Letting them know they made a mistake seems harmless, but responding opens you up to being scammed when a stranger attempts to build a friendship with you.

“Then they’ll try to engage you in conversation,” Warmka said. “Then you’re really opening up yourself because you don’t know who’s really behind that number.”

“You have just made them know that your number is a real number with a live person on the other side,” Drake said. “You’re live bait. You end up on the fraudsters favorite list because you’re that kind of person who will try to be helpful and eventually you may get to know them well enough to send them money, which is what often happens in this scam.”

It could turn into a romance or cryptocurrency scam.

“They will slowly reel you in very pleasantly,” Drake said. “They may take weeks of back-and-forth pleasantries before they launch the attack.”

Protect yourself by doing this:

“I don’t even respond at all and you shouldn’t respond," Warmka said. Just delete it."

Follow this rule from childhood:

“You never talk to strangers,” Drake said. “You teach your children that. Try to practice that yourself in today’s world.”

Other ways to protect yourself include freezing your credit to stop potential identity theft. Also, back up your phone so you can restore your information if you get malware

Know if you get a text from a five or six-digit number instead of a full phone number, it is because you requested to receive texts.

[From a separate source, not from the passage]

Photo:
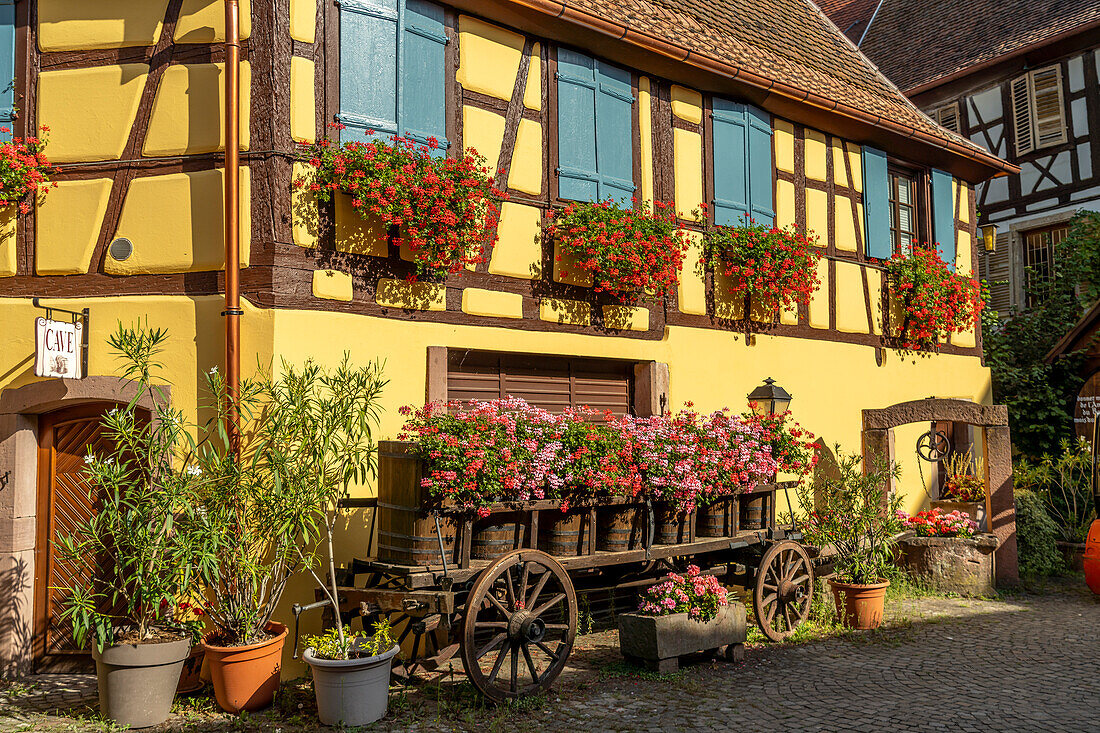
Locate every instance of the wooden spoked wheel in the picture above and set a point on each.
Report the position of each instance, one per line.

“Those are called short code messages,” Drake said. “Those are supported by a whole team of technology companies that work together to ensure a very safe environment and that it’s only using those messages for people that consented to receive them. It’s very difficult to impersonate or falsify and so it’s so much more trustworthy than if you get a 10-digit number that you don’t know and didn’t expect.”

Short codes are usually used by businesses to text you.